For the high-quality surrogate model, the

R^{2}

correlation coefficient should be close to 1, while NRMSE and NMAE should be low.

4.2. Effect of Design of Experiment for Training Sample Generation

The training points for surrogate modeling are typically generated by design of experiments (DOE). A commonly used DOE method is Latin hypercube sampling (LHS) which has proved conducive to improving the quality of approximation for its uniform sampling performance and scalability for high-dimensional problems [31]. However, a major disadvantage of LHS is randomness in sampling, which has great effect on sample quality. In this SCTV prediction problem with only two-dimensional geographical input, full-factorial design (FFD) [31] can be applied to ensure the uniform design of experiment. To demonstrate the effect of DOE on the proposed PWTA method and the candidate surrogates, 60 training points are sampled in each sub-domain using LHS and FFD respectively, and PRS, OK, RBF as well as PWTA are used to construct the surrogates for each sub-domain based on those training sets. Due to the randomness of LHS, the mean

R^{2}

values obtained by 100 independent runs are used for comparison. The results are presented in Table 3. The best value in each column is shown in bold for ease of comparison. It can be observed that OK, RBF, and PWTA using FFD generally perform better than those using LHS. It suggests that FFD can improve the prediction accuracy of the models in this two-dimensional SCTV prediction problem. Furthermore, for these two different DOE methods, PWTA performs well both in sub-domains and globally. The accuracy issue will be further discussed in Section 4.5.

4.3. Effect of the Training Sample Size

To investigate the effect of the training sample size on the proposed PWTA method and the candidate surrogates, 30, 40, 50, 60, 70, and 80 training points are sampled in each sub-domain respectively using full-factorial design.

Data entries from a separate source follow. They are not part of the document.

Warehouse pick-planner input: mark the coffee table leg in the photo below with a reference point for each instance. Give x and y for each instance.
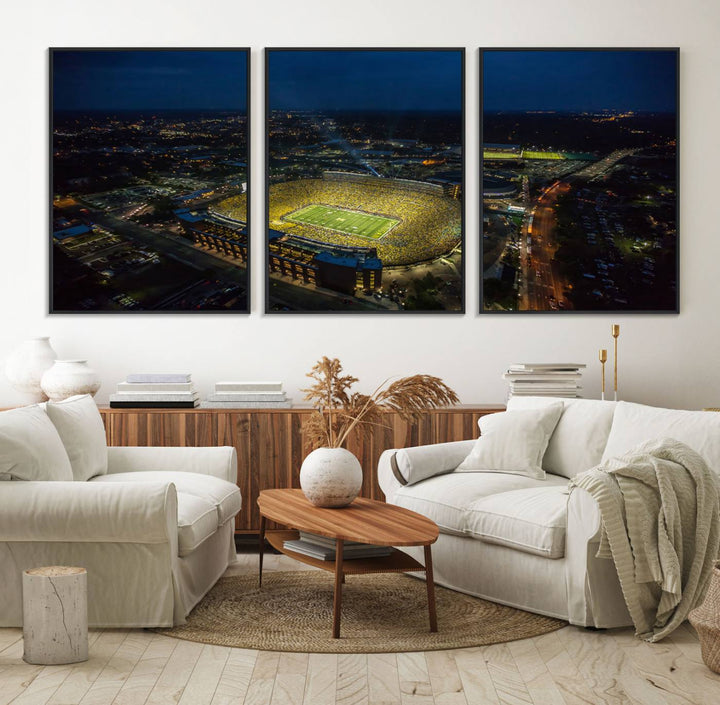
(261, 548)
(337, 598)
(431, 588)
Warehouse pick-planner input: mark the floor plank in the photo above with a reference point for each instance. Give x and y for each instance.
(83, 675)
(235, 678)
(201, 686)
(675, 677)
(415, 687)
(506, 678)
(565, 673)
(383, 680)
(289, 686)
(352, 680)
(474, 676)
(172, 680)
(321, 680)
(447, 688)
(116, 671)
(263, 678)
(534, 672)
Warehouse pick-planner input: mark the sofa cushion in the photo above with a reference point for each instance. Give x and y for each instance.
(446, 499)
(421, 462)
(532, 520)
(634, 424)
(513, 441)
(197, 521)
(30, 447)
(81, 429)
(223, 495)
(580, 437)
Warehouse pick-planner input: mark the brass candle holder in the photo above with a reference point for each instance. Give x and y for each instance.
(615, 330)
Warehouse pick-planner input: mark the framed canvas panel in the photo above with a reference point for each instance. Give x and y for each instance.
(149, 180)
(365, 179)
(579, 180)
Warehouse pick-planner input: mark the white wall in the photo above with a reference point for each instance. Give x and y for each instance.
(666, 360)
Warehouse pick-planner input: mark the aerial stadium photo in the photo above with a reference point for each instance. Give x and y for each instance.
(144, 144)
(579, 180)
(365, 180)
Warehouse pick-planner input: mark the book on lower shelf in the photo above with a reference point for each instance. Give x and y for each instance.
(324, 548)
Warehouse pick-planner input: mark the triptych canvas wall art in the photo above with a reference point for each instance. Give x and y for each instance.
(365, 181)
(145, 145)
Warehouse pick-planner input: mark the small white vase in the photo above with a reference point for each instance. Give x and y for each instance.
(331, 477)
(66, 378)
(27, 364)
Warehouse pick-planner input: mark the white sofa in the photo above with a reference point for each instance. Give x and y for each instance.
(528, 542)
(154, 527)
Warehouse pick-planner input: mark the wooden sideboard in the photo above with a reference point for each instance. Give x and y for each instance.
(270, 442)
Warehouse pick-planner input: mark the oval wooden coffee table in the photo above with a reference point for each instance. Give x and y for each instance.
(366, 521)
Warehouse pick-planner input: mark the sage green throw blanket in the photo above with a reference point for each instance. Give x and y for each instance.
(660, 524)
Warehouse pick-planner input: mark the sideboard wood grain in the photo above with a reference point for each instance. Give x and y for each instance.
(270, 443)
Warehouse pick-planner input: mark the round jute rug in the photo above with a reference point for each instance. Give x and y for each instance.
(380, 613)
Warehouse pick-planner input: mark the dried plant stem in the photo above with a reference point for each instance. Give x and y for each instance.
(338, 412)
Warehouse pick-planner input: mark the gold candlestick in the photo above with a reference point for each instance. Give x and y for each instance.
(615, 330)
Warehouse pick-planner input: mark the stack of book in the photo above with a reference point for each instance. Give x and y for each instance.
(323, 548)
(546, 379)
(247, 395)
(155, 391)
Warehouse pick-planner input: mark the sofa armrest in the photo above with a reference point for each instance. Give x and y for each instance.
(584, 521)
(406, 466)
(88, 512)
(219, 462)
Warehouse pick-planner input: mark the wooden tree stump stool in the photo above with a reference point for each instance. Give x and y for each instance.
(55, 615)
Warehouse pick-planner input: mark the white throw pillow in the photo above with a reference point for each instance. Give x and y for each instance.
(419, 463)
(634, 424)
(30, 447)
(579, 439)
(513, 442)
(81, 429)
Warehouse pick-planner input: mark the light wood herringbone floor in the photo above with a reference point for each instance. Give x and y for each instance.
(135, 667)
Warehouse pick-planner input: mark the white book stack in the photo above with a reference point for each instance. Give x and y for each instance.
(545, 379)
(156, 391)
(247, 395)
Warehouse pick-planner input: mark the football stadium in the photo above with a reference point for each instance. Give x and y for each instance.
(400, 222)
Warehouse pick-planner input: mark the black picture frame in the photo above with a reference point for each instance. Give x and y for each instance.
(641, 269)
(343, 301)
(147, 94)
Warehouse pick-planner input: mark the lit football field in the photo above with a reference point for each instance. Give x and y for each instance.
(372, 227)
(527, 154)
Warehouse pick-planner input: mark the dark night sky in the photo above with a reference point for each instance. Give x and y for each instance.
(365, 80)
(579, 80)
(149, 80)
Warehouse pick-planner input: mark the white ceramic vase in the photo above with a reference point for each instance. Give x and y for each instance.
(26, 366)
(66, 378)
(331, 477)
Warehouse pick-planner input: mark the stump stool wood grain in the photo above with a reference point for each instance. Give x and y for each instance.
(55, 615)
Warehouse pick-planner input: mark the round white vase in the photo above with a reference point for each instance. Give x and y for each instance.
(331, 477)
(66, 378)
(27, 364)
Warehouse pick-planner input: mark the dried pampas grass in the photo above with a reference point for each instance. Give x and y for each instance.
(338, 410)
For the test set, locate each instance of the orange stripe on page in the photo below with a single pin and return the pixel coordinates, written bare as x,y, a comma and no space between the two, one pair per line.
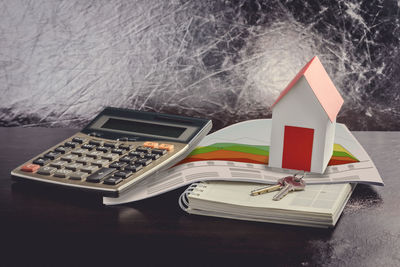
224,154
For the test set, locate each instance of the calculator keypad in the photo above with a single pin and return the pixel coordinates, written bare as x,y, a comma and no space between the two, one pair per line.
95,161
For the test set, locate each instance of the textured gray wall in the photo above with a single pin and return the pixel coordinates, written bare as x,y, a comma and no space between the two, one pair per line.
61,62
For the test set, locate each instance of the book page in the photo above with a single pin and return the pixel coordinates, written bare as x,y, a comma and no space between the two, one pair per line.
252,133
322,198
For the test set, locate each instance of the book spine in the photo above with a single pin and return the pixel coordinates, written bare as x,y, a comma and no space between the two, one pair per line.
193,189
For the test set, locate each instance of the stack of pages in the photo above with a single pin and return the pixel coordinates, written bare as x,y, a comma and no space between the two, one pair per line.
317,206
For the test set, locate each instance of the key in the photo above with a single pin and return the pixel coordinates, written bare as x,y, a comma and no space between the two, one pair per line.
110,145
112,180
110,156
78,140
77,176
79,151
73,166
125,147
84,160
58,164
102,148
62,149
96,142
88,147
292,183
63,173
46,170
41,161
269,188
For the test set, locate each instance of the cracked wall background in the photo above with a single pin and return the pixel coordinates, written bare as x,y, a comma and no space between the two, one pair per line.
61,62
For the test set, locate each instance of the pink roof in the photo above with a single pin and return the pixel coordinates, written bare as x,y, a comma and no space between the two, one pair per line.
322,86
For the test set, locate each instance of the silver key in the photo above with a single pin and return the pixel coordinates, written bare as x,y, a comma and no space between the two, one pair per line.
291,183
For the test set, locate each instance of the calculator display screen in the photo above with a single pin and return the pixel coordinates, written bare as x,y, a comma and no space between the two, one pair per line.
143,128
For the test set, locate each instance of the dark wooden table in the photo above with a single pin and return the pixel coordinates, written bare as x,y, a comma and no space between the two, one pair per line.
51,227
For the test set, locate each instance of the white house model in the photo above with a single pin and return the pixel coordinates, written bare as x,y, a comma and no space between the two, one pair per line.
303,121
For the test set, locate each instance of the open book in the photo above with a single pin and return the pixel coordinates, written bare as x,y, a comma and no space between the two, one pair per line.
317,206
240,153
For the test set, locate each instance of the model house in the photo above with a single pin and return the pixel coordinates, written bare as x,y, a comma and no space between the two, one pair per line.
303,121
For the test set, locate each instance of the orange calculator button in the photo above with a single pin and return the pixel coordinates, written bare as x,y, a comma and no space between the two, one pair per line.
30,168
166,147
150,144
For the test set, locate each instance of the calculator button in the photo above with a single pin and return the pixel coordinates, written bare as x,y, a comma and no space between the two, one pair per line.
112,180
94,154
62,149
78,176
95,143
52,155
144,161
123,174
102,149
87,146
58,164
150,144
166,147
110,145
143,149
79,151
69,157
89,169
70,144
99,175
100,162
63,173
94,134
128,159
84,160
117,165
118,151
110,156
159,151
78,140
46,170
41,161
134,167
73,166
152,156
30,167
124,147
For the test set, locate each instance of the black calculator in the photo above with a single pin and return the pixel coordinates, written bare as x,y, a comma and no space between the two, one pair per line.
119,148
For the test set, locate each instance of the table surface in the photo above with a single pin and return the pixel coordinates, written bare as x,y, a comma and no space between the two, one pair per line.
48,226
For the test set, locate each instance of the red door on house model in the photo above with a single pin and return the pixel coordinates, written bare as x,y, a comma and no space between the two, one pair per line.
297,148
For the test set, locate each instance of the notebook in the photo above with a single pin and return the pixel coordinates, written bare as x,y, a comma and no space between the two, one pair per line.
317,206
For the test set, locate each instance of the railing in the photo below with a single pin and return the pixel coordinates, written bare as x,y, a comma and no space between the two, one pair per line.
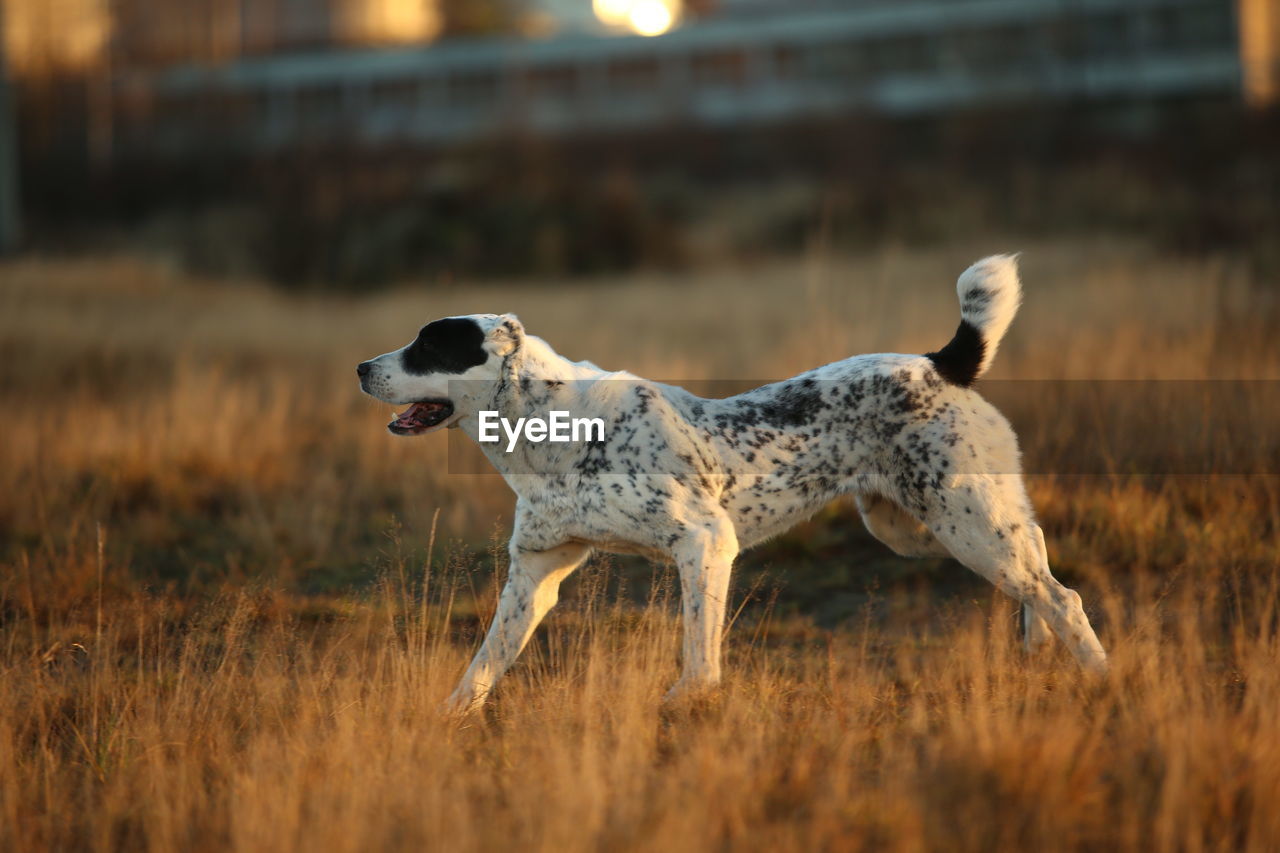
906,58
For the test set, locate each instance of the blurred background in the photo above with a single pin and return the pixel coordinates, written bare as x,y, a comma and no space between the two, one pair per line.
348,144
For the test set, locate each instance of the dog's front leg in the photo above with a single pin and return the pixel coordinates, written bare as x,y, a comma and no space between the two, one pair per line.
531,591
705,560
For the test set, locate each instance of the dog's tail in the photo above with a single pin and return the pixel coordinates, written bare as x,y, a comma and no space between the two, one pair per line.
990,295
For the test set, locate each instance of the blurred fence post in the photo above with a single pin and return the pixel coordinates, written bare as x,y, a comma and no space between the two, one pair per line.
10,223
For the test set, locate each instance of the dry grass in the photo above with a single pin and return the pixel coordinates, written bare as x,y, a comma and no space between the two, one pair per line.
188,480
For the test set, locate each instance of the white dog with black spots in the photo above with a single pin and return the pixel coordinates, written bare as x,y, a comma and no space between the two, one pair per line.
935,469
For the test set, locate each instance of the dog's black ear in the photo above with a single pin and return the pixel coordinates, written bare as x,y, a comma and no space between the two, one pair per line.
507,334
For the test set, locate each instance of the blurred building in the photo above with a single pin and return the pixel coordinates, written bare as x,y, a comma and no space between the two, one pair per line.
266,74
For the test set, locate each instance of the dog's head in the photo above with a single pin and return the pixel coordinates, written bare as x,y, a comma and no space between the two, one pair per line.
469,349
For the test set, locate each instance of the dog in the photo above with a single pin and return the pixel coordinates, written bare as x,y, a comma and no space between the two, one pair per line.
935,469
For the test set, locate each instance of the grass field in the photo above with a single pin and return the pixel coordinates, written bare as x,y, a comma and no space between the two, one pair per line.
231,602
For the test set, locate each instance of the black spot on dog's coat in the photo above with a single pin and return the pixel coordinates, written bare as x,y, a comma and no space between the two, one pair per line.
958,363
452,345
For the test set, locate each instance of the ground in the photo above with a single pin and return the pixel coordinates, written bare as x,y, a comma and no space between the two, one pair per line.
231,603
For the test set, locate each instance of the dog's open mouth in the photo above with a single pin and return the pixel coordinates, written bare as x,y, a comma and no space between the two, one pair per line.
421,416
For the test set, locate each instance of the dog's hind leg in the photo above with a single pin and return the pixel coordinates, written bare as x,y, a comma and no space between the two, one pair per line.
1036,630
531,589
895,527
704,559
986,521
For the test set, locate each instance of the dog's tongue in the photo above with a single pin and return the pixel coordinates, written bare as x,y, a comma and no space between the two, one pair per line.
416,414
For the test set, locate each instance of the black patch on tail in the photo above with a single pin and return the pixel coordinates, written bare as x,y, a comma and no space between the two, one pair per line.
960,359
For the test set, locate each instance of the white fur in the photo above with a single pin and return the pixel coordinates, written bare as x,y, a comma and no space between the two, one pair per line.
990,295
933,466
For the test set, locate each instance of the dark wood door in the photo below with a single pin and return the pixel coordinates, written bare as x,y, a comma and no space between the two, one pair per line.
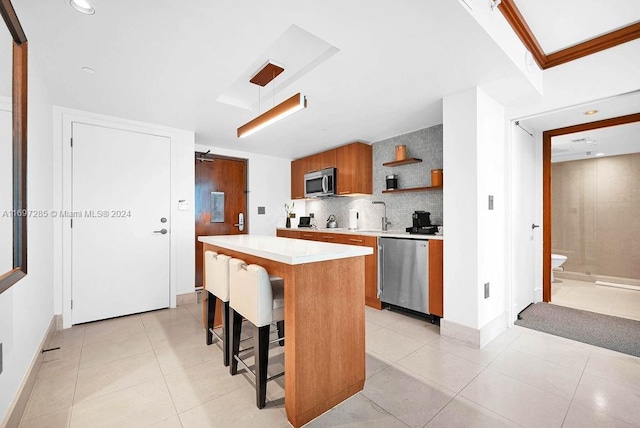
228,176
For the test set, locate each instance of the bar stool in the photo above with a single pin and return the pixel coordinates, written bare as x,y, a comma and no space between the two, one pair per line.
259,298
217,286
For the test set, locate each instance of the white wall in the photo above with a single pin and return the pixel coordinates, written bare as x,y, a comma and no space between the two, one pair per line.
182,188
26,309
604,74
475,159
491,224
460,208
269,185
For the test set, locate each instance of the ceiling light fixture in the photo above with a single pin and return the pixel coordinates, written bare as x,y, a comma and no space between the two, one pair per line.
262,78
282,110
82,6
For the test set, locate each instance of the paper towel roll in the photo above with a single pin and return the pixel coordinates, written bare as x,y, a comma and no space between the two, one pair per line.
353,219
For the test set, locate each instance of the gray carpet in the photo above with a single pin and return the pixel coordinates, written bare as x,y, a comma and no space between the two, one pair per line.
605,331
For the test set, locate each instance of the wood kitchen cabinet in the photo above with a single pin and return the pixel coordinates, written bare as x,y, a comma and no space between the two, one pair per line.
298,169
370,261
322,160
371,298
436,301
354,164
355,169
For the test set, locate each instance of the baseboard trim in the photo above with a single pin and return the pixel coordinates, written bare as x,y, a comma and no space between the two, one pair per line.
467,335
18,406
188,298
474,337
493,328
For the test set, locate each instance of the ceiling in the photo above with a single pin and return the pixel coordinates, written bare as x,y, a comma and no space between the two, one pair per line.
602,142
168,62
558,25
610,141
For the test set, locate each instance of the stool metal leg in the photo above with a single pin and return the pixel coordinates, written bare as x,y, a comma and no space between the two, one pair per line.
211,313
226,333
280,325
234,349
261,349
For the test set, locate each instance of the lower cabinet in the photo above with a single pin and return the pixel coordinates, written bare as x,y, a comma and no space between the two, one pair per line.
370,262
436,246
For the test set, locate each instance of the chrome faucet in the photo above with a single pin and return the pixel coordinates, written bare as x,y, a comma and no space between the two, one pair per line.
385,223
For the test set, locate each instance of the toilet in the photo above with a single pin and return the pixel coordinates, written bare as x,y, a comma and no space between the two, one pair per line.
556,261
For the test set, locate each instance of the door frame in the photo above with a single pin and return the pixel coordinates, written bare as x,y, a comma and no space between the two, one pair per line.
62,231
546,187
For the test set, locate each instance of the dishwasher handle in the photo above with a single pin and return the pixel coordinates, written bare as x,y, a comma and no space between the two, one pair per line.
380,269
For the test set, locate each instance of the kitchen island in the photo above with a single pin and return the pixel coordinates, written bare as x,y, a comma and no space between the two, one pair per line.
324,315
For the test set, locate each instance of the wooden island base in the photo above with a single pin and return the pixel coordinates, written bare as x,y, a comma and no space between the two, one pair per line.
324,331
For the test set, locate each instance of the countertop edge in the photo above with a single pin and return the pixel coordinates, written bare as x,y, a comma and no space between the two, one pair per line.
379,234
282,257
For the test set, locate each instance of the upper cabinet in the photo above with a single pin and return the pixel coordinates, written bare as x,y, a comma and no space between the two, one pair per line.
355,166
354,163
298,169
322,160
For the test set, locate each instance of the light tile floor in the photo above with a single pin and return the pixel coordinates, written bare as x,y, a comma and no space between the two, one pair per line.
155,370
596,298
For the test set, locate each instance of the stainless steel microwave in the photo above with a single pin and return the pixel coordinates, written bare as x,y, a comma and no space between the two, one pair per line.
320,183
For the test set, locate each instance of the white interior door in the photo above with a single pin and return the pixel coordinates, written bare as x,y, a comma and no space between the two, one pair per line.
523,216
121,194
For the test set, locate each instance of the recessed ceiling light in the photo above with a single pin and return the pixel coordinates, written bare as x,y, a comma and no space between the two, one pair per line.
82,6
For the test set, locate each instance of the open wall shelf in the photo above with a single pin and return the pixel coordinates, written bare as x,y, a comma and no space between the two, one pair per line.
413,189
402,162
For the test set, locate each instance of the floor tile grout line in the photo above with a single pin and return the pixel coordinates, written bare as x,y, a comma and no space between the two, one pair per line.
34,387
75,387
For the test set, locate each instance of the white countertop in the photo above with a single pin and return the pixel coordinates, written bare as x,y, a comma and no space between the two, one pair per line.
286,250
370,232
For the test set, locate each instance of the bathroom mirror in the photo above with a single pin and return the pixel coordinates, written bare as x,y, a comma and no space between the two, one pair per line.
13,149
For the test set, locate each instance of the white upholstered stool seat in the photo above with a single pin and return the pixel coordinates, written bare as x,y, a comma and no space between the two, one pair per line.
217,286
259,298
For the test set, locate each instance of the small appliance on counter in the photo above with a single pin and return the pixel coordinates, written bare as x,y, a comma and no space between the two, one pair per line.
392,181
305,222
320,183
332,223
422,224
353,219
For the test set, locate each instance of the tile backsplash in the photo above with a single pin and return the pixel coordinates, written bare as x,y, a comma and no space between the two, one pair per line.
425,144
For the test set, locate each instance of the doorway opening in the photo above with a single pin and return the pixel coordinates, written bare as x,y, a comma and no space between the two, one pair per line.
600,274
220,200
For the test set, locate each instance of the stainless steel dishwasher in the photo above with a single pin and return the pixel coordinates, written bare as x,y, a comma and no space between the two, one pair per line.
404,273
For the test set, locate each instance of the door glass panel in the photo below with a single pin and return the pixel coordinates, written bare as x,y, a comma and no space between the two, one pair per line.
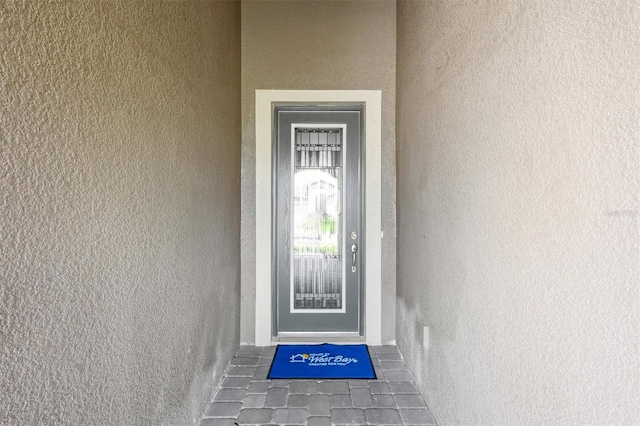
317,280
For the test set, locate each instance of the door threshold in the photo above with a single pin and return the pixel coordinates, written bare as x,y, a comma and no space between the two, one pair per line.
316,338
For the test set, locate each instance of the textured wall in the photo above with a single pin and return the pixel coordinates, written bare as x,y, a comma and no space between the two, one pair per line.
119,209
518,208
318,45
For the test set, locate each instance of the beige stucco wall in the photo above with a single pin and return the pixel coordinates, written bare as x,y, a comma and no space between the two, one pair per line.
318,45
518,189
119,209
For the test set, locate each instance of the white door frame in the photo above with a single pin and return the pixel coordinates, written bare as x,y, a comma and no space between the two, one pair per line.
372,99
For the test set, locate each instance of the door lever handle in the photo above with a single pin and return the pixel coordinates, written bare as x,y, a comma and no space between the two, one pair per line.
354,249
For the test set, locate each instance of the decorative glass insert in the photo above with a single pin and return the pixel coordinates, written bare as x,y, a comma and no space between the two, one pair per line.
317,219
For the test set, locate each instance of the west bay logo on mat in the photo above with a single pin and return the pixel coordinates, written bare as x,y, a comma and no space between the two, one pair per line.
322,359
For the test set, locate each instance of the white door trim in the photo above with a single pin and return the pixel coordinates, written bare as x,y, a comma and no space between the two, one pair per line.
373,202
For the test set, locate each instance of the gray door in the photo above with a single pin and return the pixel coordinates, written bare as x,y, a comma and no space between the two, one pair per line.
318,220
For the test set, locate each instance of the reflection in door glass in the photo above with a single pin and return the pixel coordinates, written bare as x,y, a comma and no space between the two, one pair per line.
317,212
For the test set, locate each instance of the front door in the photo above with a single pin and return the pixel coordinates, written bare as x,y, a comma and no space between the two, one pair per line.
318,246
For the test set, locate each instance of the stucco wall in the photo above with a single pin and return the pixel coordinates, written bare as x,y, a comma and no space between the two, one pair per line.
518,217
318,45
119,209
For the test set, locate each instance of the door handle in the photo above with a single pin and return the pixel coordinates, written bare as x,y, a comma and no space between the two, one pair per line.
354,249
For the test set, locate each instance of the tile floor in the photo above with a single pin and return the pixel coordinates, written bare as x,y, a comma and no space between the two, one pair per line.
246,397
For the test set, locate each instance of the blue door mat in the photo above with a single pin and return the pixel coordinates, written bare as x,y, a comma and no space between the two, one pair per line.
324,361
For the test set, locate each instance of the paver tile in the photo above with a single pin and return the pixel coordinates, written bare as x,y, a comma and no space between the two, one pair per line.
320,405
276,397
398,376
334,387
230,395
249,351
255,416
269,351
298,400
240,371
385,349
279,383
361,398
340,401
319,421
254,401
383,416
420,416
265,362
389,356
260,373
246,395
383,401
259,386
236,382
392,365
379,387
218,422
347,416
379,372
291,416
403,387
223,409
246,361
409,401
304,386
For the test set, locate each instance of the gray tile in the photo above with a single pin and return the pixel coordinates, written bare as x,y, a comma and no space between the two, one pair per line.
291,416
259,387
303,386
379,387
236,382
383,416
298,401
269,351
218,422
389,356
409,401
245,361
254,401
279,383
249,351
398,376
230,395
420,416
361,398
320,405
385,349
340,401
255,416
403,387
276,397
347,416
264,362
379,373
260,373
392,365
223,409
241,371
319,421
334,387
383,401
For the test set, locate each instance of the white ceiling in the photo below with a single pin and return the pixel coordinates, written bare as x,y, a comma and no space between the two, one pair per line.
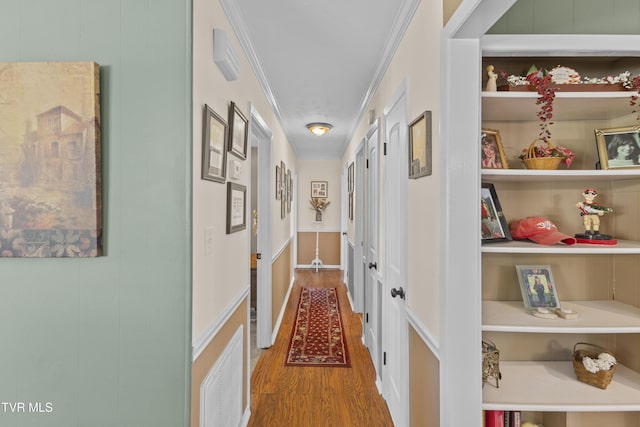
319,61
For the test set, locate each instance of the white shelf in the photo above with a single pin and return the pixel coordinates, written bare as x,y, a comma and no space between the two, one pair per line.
593,317
529,175
521,106
526,247
553,387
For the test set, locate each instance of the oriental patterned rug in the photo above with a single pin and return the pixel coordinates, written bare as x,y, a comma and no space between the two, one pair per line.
317,338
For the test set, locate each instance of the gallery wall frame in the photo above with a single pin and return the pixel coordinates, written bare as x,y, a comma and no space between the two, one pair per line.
51,163
238,131
214,146
420,151
236,207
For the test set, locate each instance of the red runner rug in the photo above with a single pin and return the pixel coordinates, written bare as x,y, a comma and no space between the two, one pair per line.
317,338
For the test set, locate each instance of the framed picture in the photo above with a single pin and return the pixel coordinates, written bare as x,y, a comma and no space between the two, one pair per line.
319,189
350,179
619,148
214,146
492,152
236,207
278,182
420,156
493,224
238,131
538,287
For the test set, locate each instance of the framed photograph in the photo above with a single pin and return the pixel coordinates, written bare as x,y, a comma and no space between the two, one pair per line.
538,287
214,146
236,207
420,156
492,152
238,131
619,148
493,224
319,189
278,182
350,179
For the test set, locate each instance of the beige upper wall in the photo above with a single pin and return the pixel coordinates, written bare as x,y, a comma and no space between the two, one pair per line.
417,61
219,277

PRS, OK, RBF, and PWTA are constructed for each sub-domain with those training sets, respectively. From the experiments we observed that when training points are less than 30, PWTA is less accurate for most sub-domains. With more than 80 training points, the accuracy of PWTA becomes stable and cannot be improved obviously. Thus, the range between 30 to 80 training points is selected to better show the growth trends of model accuracy. Figure 4 presents

R^{2}

of different surrogates vary with the training sample size in the eight sub-domains. The

R^{2}

values of the different models in the global domain are shown in Table 4. The best value in each column is shown in bold for ease of comparison. From Figure 4, it can be easily seen that PRS performs poorly for the eight sub-domains. When the training sample size is small,

R^{2}

of RBF are greatly lower than those of OK. With the enlarged training sample size, OK performs poorer than RBF for North America, Western Europe, East Asia, and Caribbean Sea regions, while for Russia and South America regions, the accuracy of OK are better. It suggests that the performances of different surrogates vary greatly in different sub-domains with different training sample sizes. However, for PWTA, it can be observed that for all the sub-domains and for all the different training sample number conditions, PWTA can perform robustly with top one or two accuracy level. In Table 4, the results show that with small training sample sizes, PWTA performs secondary but comparably well to OK (with less than 0.177% relative difference) which has the highest accuracy in terms of

R^{2}

in global domain. When the number of training points is greater than 40, PWTA universally outperforms the other surrogates. This indicates that for different sub-domains as well as different training sample sizes, PWTA is a more robust choice. Furthermore, it also can be observed that the overall performance of all the surrogates become better and better as the training sample size increases. However, after 60 training points the trends of growth become smaller. Thus, the numbers of the training sample points are set to 60 in the eight sub-domains for the subsequent experiments.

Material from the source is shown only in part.